Forum Discussion
Altera_Forum
Honored Contributor
14 years ago --- Quote Start --- It would help if you said how your address appears to be getting messed up. I'm guessing that the address provided by the master it is shifted right by one bit when it arrives at the slave (it's a 16 bit slave on a 32 bit master). The byteenables will be 11 if the master did a 16 bit access (or larger), 01 or 10 if the master did a byte access. For a 16 bit slave you can shift the word address left by one bit and use ~byteenable[0] at your least significant byte address bit. It's a little more complex for 32 bit slaves. I think there is a way to ask for byte addresses but I can't find it right now. --- Quote End --- Thank you so much. This is what is happening internally with the addresses. For the master_read_16 commands-- Master address = 0x00 ……………………………. Slave address = 0x00 Master address = 0x04 ……………………………. Slave address = 0x02 Master address = 0x08 ……………………………. Slave address = 0x04 Master address = 0x0C ……………………………. Slave address = 0x06 For the master_write_16 commands-- Master address = 0x00 ……………………………. Slave address = 0x02 Master address = 0x04 ……………………………. Slave address = 0x04 Master address = 0x08 ……………………………. Slave address = 0x06 Master address = 0x0C ……………………………. Slave address = 0x08 I get it that the address provided by the master it is shifted right by one bit when it arrives at the slave.
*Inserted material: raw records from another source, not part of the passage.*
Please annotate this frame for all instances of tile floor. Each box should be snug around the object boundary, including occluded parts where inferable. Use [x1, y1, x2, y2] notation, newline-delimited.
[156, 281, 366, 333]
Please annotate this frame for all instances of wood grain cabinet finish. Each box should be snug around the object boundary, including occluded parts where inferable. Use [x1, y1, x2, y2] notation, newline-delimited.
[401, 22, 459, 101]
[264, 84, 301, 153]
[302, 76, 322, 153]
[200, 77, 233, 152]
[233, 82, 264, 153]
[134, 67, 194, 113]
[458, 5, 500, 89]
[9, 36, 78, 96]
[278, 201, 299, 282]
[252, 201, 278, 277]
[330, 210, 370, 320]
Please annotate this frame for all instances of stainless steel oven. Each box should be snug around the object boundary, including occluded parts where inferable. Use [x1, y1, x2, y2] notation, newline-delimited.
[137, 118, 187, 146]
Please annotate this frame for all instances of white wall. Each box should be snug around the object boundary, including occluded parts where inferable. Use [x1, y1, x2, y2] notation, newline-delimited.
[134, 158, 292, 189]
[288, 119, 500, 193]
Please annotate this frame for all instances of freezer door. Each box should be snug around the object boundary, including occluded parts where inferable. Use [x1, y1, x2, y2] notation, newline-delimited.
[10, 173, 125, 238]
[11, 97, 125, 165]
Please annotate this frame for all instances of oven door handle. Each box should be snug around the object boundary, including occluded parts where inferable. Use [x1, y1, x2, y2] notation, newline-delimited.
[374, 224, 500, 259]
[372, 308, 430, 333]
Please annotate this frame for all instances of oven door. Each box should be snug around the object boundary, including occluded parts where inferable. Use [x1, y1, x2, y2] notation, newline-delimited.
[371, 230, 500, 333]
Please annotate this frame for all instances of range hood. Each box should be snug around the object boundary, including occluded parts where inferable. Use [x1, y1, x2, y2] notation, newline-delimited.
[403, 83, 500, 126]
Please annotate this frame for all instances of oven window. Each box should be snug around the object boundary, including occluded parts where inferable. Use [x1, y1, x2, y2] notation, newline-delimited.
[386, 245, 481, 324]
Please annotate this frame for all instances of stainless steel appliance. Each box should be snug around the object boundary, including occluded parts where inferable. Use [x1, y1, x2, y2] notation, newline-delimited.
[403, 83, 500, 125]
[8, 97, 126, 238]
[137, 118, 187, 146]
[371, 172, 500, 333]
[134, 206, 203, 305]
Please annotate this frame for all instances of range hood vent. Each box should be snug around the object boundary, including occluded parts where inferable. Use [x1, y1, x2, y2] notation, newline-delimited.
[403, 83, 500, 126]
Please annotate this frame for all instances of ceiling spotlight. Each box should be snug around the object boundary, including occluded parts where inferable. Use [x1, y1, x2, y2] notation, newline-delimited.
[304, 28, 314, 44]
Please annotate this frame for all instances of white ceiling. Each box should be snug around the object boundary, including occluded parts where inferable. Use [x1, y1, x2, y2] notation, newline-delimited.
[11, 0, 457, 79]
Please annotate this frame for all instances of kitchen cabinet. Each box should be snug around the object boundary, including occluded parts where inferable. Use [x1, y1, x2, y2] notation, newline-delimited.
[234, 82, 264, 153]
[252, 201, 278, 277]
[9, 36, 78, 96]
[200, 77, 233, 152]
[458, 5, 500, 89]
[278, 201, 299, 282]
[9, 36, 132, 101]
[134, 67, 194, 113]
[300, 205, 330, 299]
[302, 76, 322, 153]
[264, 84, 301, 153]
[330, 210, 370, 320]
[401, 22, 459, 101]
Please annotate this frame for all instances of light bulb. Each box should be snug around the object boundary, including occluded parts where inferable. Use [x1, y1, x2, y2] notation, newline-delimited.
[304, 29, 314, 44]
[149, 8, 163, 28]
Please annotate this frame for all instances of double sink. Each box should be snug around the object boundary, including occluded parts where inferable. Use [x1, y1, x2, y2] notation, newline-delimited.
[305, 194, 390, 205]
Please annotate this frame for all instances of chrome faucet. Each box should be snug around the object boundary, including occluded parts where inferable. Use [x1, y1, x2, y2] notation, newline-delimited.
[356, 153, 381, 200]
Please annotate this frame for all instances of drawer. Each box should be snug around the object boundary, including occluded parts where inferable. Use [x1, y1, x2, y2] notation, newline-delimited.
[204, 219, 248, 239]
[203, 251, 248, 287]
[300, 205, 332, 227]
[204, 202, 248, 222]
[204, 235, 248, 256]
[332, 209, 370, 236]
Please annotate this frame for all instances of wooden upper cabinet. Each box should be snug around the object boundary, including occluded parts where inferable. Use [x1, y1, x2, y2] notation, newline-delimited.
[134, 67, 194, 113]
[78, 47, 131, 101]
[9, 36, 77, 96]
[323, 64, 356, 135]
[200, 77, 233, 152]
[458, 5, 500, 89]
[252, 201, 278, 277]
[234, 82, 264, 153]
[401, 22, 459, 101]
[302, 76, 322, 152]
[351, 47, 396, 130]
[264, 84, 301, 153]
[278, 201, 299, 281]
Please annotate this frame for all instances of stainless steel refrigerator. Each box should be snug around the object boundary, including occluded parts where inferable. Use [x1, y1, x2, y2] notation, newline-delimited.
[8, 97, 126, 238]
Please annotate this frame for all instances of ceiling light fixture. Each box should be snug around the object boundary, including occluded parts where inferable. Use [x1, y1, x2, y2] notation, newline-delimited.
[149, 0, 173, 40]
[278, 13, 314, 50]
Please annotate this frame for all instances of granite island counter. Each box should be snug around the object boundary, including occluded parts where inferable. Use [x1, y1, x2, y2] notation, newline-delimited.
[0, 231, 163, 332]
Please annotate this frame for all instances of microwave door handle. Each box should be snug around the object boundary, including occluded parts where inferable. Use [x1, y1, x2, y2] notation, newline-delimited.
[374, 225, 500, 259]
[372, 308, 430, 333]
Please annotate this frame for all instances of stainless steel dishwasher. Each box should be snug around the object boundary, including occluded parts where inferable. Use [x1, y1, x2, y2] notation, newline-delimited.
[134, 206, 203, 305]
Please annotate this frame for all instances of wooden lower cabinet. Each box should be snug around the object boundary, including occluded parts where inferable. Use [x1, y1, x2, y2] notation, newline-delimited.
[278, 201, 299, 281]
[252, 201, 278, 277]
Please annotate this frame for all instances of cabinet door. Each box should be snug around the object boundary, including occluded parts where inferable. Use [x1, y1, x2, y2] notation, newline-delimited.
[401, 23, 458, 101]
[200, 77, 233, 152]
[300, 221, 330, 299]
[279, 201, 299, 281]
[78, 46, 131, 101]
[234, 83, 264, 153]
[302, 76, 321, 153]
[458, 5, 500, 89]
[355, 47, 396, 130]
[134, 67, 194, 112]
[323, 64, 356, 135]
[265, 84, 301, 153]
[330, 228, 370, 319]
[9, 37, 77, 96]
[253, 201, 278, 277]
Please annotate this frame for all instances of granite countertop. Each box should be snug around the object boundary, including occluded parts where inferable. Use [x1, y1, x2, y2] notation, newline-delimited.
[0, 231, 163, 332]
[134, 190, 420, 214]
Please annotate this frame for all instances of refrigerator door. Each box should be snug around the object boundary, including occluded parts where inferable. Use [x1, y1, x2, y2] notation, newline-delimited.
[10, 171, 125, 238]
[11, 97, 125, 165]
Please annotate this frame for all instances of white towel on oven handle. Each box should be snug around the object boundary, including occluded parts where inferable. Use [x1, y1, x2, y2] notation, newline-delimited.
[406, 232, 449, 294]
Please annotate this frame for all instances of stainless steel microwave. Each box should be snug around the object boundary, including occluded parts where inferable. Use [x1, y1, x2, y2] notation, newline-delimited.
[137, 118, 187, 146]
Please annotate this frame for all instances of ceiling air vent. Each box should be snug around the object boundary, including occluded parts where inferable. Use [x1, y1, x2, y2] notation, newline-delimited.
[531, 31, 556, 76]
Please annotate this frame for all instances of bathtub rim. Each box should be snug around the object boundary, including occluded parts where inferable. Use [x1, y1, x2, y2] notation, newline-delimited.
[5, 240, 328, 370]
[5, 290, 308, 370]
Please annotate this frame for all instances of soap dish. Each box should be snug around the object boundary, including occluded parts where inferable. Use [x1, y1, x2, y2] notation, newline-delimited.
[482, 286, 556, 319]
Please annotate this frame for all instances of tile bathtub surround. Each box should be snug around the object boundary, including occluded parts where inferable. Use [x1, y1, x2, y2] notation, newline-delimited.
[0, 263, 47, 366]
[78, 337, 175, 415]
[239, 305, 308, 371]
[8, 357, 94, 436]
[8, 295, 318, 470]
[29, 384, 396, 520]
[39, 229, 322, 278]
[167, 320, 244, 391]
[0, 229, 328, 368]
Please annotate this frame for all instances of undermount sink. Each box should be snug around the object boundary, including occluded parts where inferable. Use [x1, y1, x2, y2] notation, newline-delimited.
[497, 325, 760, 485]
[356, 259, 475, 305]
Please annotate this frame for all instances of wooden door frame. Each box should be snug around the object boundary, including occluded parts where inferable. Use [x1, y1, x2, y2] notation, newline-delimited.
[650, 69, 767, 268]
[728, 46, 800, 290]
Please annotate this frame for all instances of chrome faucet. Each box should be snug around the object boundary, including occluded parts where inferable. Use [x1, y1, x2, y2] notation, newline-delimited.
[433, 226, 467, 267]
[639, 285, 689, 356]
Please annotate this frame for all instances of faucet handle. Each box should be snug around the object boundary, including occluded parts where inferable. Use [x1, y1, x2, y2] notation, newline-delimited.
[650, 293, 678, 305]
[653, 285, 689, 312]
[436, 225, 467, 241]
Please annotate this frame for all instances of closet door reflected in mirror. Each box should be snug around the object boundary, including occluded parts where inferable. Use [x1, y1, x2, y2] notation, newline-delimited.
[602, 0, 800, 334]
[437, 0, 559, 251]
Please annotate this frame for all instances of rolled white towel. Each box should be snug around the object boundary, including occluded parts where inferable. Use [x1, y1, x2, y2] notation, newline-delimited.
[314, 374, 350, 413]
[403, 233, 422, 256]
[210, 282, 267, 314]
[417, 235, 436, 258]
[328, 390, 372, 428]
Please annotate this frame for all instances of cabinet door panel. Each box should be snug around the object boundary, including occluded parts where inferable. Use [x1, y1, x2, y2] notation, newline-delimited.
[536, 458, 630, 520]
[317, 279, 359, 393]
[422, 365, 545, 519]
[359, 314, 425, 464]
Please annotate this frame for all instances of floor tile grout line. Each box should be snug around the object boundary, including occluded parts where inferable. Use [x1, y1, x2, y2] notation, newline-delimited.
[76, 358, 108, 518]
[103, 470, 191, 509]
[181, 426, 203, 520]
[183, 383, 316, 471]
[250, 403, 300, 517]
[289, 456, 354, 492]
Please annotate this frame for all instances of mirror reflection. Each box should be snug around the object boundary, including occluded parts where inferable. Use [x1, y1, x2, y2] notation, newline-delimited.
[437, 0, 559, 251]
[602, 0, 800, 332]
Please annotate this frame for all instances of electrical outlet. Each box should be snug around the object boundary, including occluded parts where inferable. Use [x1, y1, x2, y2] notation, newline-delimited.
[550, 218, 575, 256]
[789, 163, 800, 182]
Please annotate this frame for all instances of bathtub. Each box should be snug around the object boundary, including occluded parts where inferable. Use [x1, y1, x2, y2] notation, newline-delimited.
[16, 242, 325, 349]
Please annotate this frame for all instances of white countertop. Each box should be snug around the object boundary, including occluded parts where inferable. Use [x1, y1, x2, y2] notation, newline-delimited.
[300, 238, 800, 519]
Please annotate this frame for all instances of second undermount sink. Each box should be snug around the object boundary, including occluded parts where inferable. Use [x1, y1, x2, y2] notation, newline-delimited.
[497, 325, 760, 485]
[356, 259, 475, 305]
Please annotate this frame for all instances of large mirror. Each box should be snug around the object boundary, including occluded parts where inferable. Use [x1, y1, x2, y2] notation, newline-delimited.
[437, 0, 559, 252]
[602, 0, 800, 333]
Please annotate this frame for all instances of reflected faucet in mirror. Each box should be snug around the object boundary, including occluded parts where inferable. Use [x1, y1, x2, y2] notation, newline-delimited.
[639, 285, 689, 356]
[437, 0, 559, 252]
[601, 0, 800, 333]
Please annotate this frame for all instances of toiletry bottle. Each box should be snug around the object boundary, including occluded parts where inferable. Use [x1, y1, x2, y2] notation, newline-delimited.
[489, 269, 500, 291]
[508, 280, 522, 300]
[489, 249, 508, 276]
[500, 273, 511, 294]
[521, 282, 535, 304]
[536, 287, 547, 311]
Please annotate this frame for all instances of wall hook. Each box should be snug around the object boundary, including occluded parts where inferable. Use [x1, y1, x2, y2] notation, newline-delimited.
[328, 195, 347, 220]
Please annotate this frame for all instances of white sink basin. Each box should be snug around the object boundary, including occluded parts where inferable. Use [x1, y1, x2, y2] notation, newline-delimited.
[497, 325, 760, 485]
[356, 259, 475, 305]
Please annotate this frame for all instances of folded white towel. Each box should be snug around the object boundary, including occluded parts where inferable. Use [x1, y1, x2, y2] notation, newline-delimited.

This is indeed happening when I perform master_read_16. But when for master_write_16 this is not true. Why is the internal address mapping different for reads and writes? Also Byteeable is always 00 while write operation. Is that right? Also it seems like if I only create a 2 bit byteenable for the slave and do not set master byteenable to 0011 ( I do not know how to set it), this is exactly same as having no byteenable in the slave. Probably that make it native addressing and not dynamic.